Referring to FIG. 5, shown are seven feature vectors (depicted as the seven rows of the training input) that each have a corresponding identifier (ID) for the corresponding JavaScript. As shown, each of the feature vectors includes feature values for different features. Also shown is an exemplary multi-instance-based detection model that may be generated from the feature vectors of the training input. The exemplary detection model includes logic to create a label (e.g., B for benign JavaScript instances and M for malicious JavaScript instances). Also shown in FIG. 5 is an application of the exemplary detection model to a plurality of inputs. For example, Inputs 1 and 2 represent feature vectors for two unknown JavaScripts that are both classified by the exemplary model as benign, and Inputs 3 and 4 represent feature vectors for two known JavaScripts that are classified as malicious. Although, the multi-instance-based detection model depicted in FIG. 5 can be used to provide a label based upon a single input, the multi-instance-based detection model enables many implementations disclosed herein to provide a label to a webpage-level-bag based upon multiple inputs (e.g., multiple feature vectors generated from corresponding JavaScripts).
Referring next to FIG. 6, shown is an exemplary computing device 600 that may be used to realize the computing device 100 depicted in FIG. 1. The computing device 600 in this embodiment includes a network stack 630 that is configured to couple a network 631 to components of the computing device 600 such as a webpage processing portion 616 and a model manager 632. The network stack 630 represents a collection of components (e.g., hardware and software) known to those of ordinary skill in the art that enable the computing device 600 to communicate to the network 631, which may include the Internet and a collection of wireless and wireline networks. In addition, the network stack 630 may provide functionality to handle and retrieve content from webpages using Internet protocols such as HTTP and FTP.
The webpage processing portion 616 generally represents portions of a browser engine and rendering engine that initiate the loading of a webpage, high-level browsing actions, HTML parsing, layout etc. Although not required, the webpage processing portion 616 of the computing device 600 may include substantially the same functional components as the webpage processing portion 316 of the offline model generator 302.
The model manager 632 operates to receive and store the detection model in the detection model store 110. The detection model may be received and updated by an over the air update via the network 631 as the offline model generator 102 produces and releases updated detection models. It may also be possible that with optional capability of on-device training and model generation results in automatically updating the model in the computing device 600 at runtime. The model manager 632 also handles auto-update of the models due to on-device training and model generation.

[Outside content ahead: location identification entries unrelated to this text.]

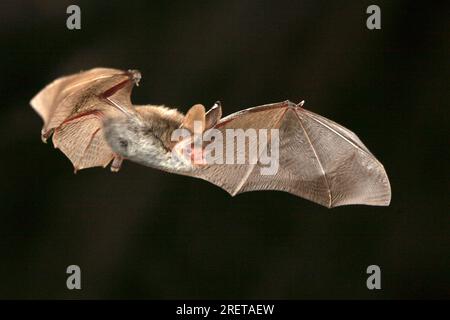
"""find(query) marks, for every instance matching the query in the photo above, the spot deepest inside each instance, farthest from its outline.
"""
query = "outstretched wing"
(72, 108)
(318, 159)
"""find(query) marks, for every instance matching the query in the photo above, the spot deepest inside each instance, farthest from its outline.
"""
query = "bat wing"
(72, 108)
(318, 159)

The JavaScript scanner/parser 620 is configured to scan the JavaScripts in a received webpage to produce tokens for each JavaScript, and parse the JavaScripts to produce an abstract sytax tree and a symbol table for each of the JavaScripts.

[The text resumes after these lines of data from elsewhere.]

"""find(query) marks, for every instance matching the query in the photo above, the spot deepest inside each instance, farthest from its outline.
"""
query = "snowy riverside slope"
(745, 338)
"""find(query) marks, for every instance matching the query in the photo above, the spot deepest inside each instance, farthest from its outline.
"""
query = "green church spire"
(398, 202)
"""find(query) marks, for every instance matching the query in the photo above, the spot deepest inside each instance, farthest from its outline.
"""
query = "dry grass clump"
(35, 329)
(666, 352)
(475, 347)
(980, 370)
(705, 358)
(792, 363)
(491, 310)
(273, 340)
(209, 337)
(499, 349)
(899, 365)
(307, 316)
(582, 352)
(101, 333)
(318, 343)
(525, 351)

The computing device 600 also includes a malicious webpage detector 606, which is an exemplary implementation of the malicious webpage detector 106 described with reference to FIG. 1. As shown, the malicious webpage detector 606 includes a speculative analysis module 636, an incremental analysis module 638, and a detection module 640. The malicious webpage detector 606 may be integrated within a web browser or may be separately installed from an existing web browser on the computing device 600. Also shown is a user interface 635 that enables a user to interact with browser features of the webpage processing portion 616. This includes the address bar, back/forward button, bookmarking menu, etc. The user interface 635 may also display alarms generated by the malicious webpage detector 606 when a webpage is determined to be malicious. The user interface 635 may need to wait for user inputs when the webpage processing portion 616 needs action from the user after the malicious webpage detector 606 reports a malicious activity.

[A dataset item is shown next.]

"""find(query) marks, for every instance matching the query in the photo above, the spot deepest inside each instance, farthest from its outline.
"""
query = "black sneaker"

The speculative analysis module 636 is configured to prefetch JavaScript resources of a webpage, before the JavaScripts are needed to render the webpage, to generate feature vectors corresponding to the JavaScripts. In contrast, the incremental analysis module 638 is configured to incrementally request JavaScript resources as needed to render the webpage and analyze the incrementally requested JavaScripts to generate feature vectors as the JavaScript resources are incrementally needed. And the detection module 640 is configured to apply the detection model to the feature vectors to determine whether or not the webpage is malicious. For example, the detection module 640 may make the determination as to whether or not the webpage is malicious based upon a number of malicious JavaScripts that are detected in the webpage relative to a number of benign JavaScripts in the webpage.
While referring to FIG. 6, simultaneous reference is made to FIG. 7, which is a flowchart depicting aspects of a method for processing web content that may be traversed by the computing device 600. It should be recognized that the flowchart is not intended to detail all the various potential different implementations and modes of operation. Instead, the flowchart captures common aspects of the various different implementations and modes of operation that are discussed further herein.
As shown, a detection model for detecting malicious JavaScripts in web pages is received (Block 702), e.g., via a transceiver of the network stack 630, and the detection model is stored in the detection model store 110 (which may be realized by non-volatile memory) of the computing device 600. An implementation choice of the detection model is a multi-instance learning based detection model that may be generated by the offline model generator 102, 302.
In operation, one or more JavaScripts are detected in a webpage, wherein each of the JavaScript instances can be separately executed (Block 704). Each of the JavaScripts may be tokenized (Block 706), and an abstract syntax tree (AST) may be created for each of the JavaScripts (Block 708). In addition, a symbol table may be created for each of the JavaScripts (Block 710).
A feature vector is generated for each of the JavaScripts, wherein a particular feature vector includes values for different features obtained from the tokens, the nodes and the edges of the abstract syntax tree, and from the symbol table (Block 712). The feature vector may also include other features like information recorded about the functional activities in the web browser and/or the JavaScript execution engine. Examples of such features that are functional activities in the web browser and/or JavaScript engine include reading a cookie, sending a cookie, sending an XHR request, and receiving an HTTP response. As discussed above, the JavaScript resources of the webpage, may be prefetched (by the speculative analysis module 636) before the JavaScript resources are needed to render the webpage in order to generate feature vectors independently from the incrementally requested JavaScript resources (requested by the incremental analysis module 638).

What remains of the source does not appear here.